Die gesamte Einrichtung wird an die Generationen weitervererbt, die in diesem Bett, eine verpflichtende Ehewerkstatt des Paares, das sich dem Zwang gefügt und aus gut gemeinten, vernünftigen und wirtschaftlichen Gründen vor dem Traualtar die Ringe tauschte, gezeugt wurden. Und all diese Nachkommen führen nacheinander verantwortungsvoll den Hof und die Erbfolge weiter, bis niemand mehr das alte Zeug haben will. Bett und Nachtschränke, und ganz sicher gibt es auch eine passende Frisierkommode, die dann als Erinnerung erst einmal auf dem Dachboden untergebracht werden. Irgendwann landen die einzelnen Teile schließlich für’n Appel und n Ei in irgendwelchen Trödelläden. So könnte es gewesen sein. Und vielleicht gibt es den zweiten Nachtschrank ja noch, wenn er inzwischen nicht schon vollkommen verwurmt war, deswegen zertrümmert und verheizt wurde. Dann hat er für kurze Zeit wohlige Wärme gespendet. Lange vorher aber, haben beide Nachtschränke immer wieder die Farbe gewechselt, wenn sie nicht dem Zeitgeist entsprachen und die Harmonie in dem Schlafzimmer der Nachkommen oder später die neuen, fremden Besitzer störten. Die Nachtschränke haben Bäder in ätzenden Laugen hinter sich, um auch die kleinsten, störenden Farbreste aus Poren und Ritzen gründlich zu entfernen. Experten haben sie danach perfekt abgeschliffen, bis es keine Unebenheiten mehr gab und kein Splitter in eine Hand stach, von der sie gut behandelt wurden. Sie waren nicht nur Wachs in den Händen, sie wurden auch gründlich damit eingerieben und mit weichen Lappen auf Hochglanz poliert. Und dann gingen sie weg wie geschnitten Brot als begehrte Weichholzmöbel. Und schließlich, wenn sie erneut den Besitzer wechselten, dem das rohe Holz zu nackt war, bekamen sie einen neuen Farbanstrich, um zu gefallen und geliebt zu werden. Mein Nachtschrank hat eine Schublade und darunter ein Bord und auch noch ein ziemlich hohes Fach. Ich kann mir vorstellen, dass dort der Toiletteneimer untergebracht wurde, der häufig aus Porzellan war und aus triftigem Grund einen Deckel hatte.

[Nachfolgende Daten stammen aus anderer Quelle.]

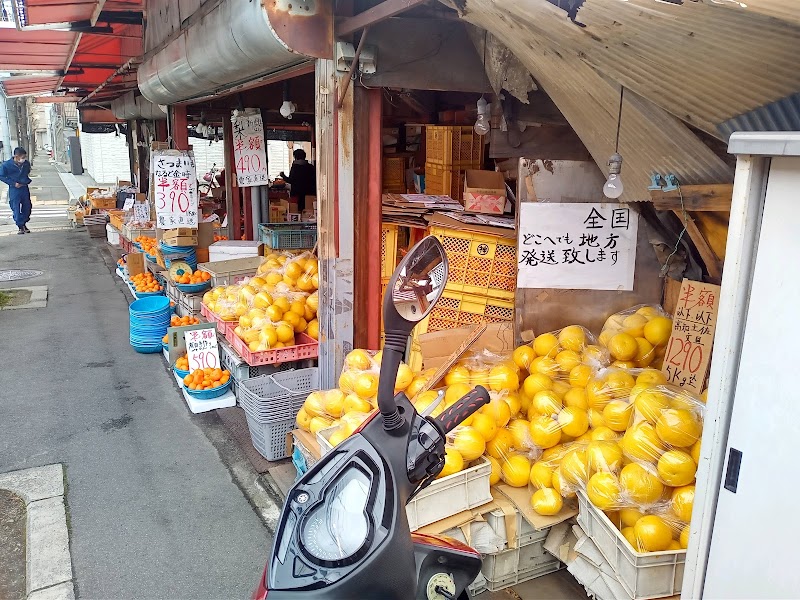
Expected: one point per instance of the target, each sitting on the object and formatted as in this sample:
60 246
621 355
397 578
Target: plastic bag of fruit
638 336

Als das Grab meiner Mutter aufgelöst wurde, habe ich von dem riesigen Lebensbaum, der unmittelbar an ihrem Grabstein stand, einige Zweige abgeschnitten und mit nachhause genommen. Da sie nicht verbrannt, sondern beerdigt wurde, bin ich mir sicher oder möchte es sein, dass in dem Baum etwas von ihr in einer anderen Dimension weiterlebt. Die Zweige in den Händen zu halten, war ein sonderbares, aber ein so beruhigendes Gefühl, das kaum zu beschreiben war. Seitdem gibt es den großen, ovalen, schwarzen Rahmen mit dem gewölbten Glas, den ich vor vielen Jahren aus Belgien mitbrachte. In ihn habe ich den kleinen Strauß, der sich nach und nach braun verfärbte, zusammen mit einer Fotografie von meiner Mutter in einem kleinen silbernen Rahmen so arrangiert, dass der Vers, den ich für sie geschrieben habe gut zu lesen ist. Es war mir ein Bedürfnis, sie in der Form zu ehren und ihr dafür zu danken, dass sie mir das Leben geschenkt hat. Und dieses etwa vierzig Zentimeter hohe Bild wird mich stets begleiten und hängt auch in diesem Haus in meinem Zimmer über dem Nachtschrank. Und ich denke, meine Mutter weiß, dass sie nicht vergessen ist.